We will need to import some drivers and libraries. Postgres driver needs to be imported even if we don't interact with it. godotenv package is used to read the .env file.

import (
	"github.com/chichigami/chirpy/internal/database"
	"github.com/joho/godotenv"
	_ "github.com/lib/pq"
)
func main(){
	godotenv.Load()
	dbURL := os.Getenv("DB_URL")
	db, err := sql.Open("postgres", dbURL)
	if err != nil {
		log.Fatalf("Error opening database: %s", err)
	}
	dbQueries := database.New(db)
}

Architectures

Monoliths and Decoupling

Coupling in this context would be the data and presentation logic of the data. Front end: The presentation logic In a web app, it would be HTML CSS JS

Authentication

Types of authentication

JSON Web Token (JWT)

Cryotgraphically signed JSON object about an authenticated user.

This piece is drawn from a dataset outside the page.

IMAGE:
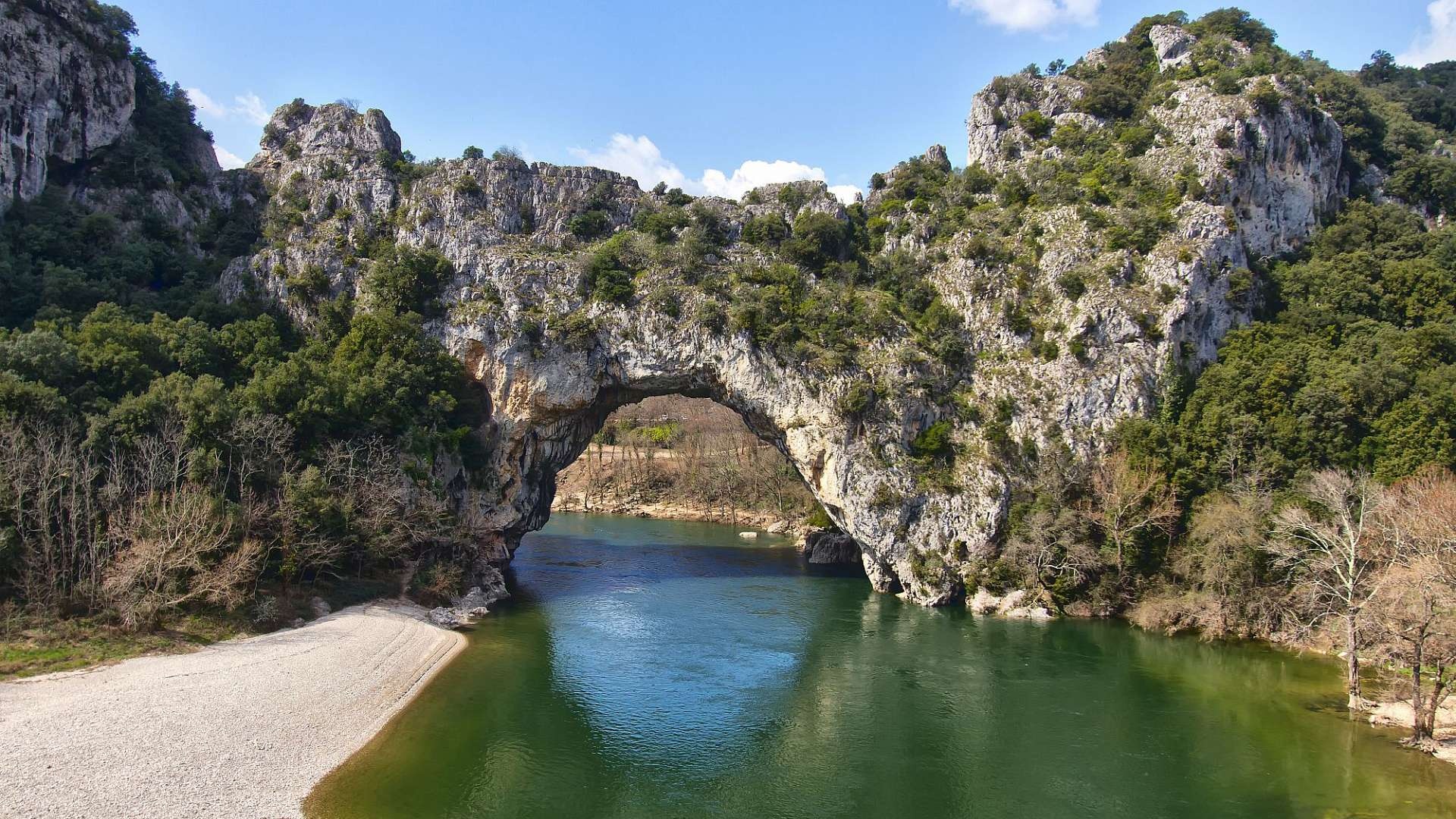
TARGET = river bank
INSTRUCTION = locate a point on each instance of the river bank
(767, 521)
(242, 727)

  1. User submits user/pass.
  2. Server sends JWT w/ user id and other info to client
  3. On every authenticated req, server validates JWT
  4. JWT expires and cycle repeats

JWT are stateless. So servers don't need to keep track of is logged in. Good for scalabiity.

Refresh Token:

Cookies

Cookie is a small piece of data that a server sends to a client. Example: an item in a shoping cart Cookies are sent via http header Set-Cookie and are sent back to the server automatically via Cookie header.

Authorization

Veryifying what a user is allowed to do. Either if they make or delete their own content, or if they're an admin/mod.

Webhooks

A webhook is an event that is sent to your server by 3rd party service. Example: Stripe to process payments Stripe sends a webhook to server and we use that info. Example: Stripe sends webhook, we give membership Webhooks often make multiple request. So the webhook handler needs to be idempotent (result is the same, can have side effects). Process:

  1. Person makes payment to Stripe
  2. Stripe process payment
  3. Stripe sends a HTTP POST request to http://api.example.com/stripe/webhook
  4. We handle the request AND THEN we send back a 2XX code

NOT THE SAME AS WEBSOCKETS. Websockets is a persistent connection between client and server.

RESTful API (CRUD API)

Conventional ways to make an API

GET      /videos            #all videos
GET      /videos/id         #/videos/2
POST     /videos            #create a video
PUT      /videos/id         #update a video
DELETE   /videos/id         #delete a video

Do not remove the plural convention. DO NOT DO /video/id Usually DELETE /videos DOES NOT EXIST. Do not want to delete all videos from the platform

Documentation

No API > Bad API Because incorrect documentation is worse than not having anything.